School Climate & Safety

Hurricane Relief

October 26, 2004 1 min read

Some Florida schools have been closed this school year more than they’ve been open, which means the succession of hurricanes in the state might end up making a direct hit on student achievement.

In response, state Commissioner of Education John Winn announced last week a chance for hard-hit schools to appeal their school letter grades, which the state will issue next June based on student test scores.

Details on the Florida Education Foundation are available online or by calling (850) 245-9632 or 245-9671.

Florida issues the letter grades each year. The grades are used to determine teacher bonuses, while students enrolled in the state’s consistently lowest-rated schools are eligible for tuition vouchers they can use in private schools or out-of-district public schools.

The announcement came after Mr. Winn agreed last month to allow some flexibility with testing deadlines and class-size reduction in schools that were especially affected by the storms. (“Storm-Weary Fla. Schools to Seek Policy Waivers,” Sept. 22, 2004.)
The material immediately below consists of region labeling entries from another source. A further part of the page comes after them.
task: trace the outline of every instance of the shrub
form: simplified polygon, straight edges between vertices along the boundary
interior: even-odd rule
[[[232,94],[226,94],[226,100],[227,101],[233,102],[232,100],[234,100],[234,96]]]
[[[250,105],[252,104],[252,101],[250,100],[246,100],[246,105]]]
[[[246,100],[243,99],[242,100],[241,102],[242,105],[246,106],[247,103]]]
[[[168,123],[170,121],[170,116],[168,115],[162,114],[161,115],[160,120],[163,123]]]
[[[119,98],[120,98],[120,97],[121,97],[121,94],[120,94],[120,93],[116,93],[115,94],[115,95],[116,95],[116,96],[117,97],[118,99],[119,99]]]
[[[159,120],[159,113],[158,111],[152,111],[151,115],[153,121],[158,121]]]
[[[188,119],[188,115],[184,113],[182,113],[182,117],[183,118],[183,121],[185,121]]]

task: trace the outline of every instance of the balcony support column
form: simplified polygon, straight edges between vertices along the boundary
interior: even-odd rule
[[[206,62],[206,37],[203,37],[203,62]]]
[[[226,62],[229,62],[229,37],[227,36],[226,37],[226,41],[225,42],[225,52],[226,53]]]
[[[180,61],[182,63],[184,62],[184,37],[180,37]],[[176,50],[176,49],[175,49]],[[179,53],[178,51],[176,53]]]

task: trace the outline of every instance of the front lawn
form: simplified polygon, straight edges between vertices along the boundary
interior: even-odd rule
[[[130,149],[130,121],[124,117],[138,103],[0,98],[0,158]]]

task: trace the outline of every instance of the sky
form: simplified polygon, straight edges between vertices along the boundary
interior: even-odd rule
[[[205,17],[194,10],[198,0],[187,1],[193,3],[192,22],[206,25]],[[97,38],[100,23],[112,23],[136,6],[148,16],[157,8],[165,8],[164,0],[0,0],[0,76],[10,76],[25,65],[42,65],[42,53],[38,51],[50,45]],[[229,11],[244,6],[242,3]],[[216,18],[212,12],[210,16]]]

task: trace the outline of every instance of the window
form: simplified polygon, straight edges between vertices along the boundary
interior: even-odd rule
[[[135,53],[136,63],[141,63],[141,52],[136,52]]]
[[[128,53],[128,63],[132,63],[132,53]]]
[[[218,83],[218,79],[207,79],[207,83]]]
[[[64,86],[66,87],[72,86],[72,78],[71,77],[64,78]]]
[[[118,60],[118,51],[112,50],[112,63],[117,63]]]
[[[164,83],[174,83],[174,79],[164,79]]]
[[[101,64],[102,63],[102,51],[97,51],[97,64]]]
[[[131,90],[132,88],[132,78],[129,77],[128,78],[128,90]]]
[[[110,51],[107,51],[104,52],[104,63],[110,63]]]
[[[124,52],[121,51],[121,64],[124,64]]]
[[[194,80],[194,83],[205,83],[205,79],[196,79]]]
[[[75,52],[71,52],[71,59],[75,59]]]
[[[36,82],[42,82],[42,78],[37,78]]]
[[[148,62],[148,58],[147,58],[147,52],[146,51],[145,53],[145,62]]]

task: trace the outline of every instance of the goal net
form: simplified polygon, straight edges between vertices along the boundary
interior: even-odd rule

MacKay Jimeson, a spokesman for the Florida Department of Education, said that only a handful of schools may need to request the changes to their school grades in 2005.

The appeals will allow the state to deal with the hurricanes’ impact on schools “without lowering our standards” for student achievement, Mr. Jimeson said.

To appeal their grades, schools must have missed at least five instructional days because of the storms and have seen overall gains in student performance in recent years, among other conditions.

The state isn’t stopping there.

Gov. Jeb Bush’s office is collecting general donations for storm victims through the state Hurricane Relief Fund. Details on the program and how to donate are available on the Web at

Also, the Florida Education Foundation in Tallahassee, a nonprofit organization housed at the state education department, is gathering money and supplies for schools damaged in the storms.

Schools, individuals, and community groups from across the country are sending donations for teachers and students, said Diane McCain, the foundation’s executive director.

“The attention has been heartwarming,” she said.

The foundation especially wants gift cards for bookstores or teacher-supply stores, money, paper, pencils, plastic storage bins, and other supplies. Bulk items or used materials aren’t needed.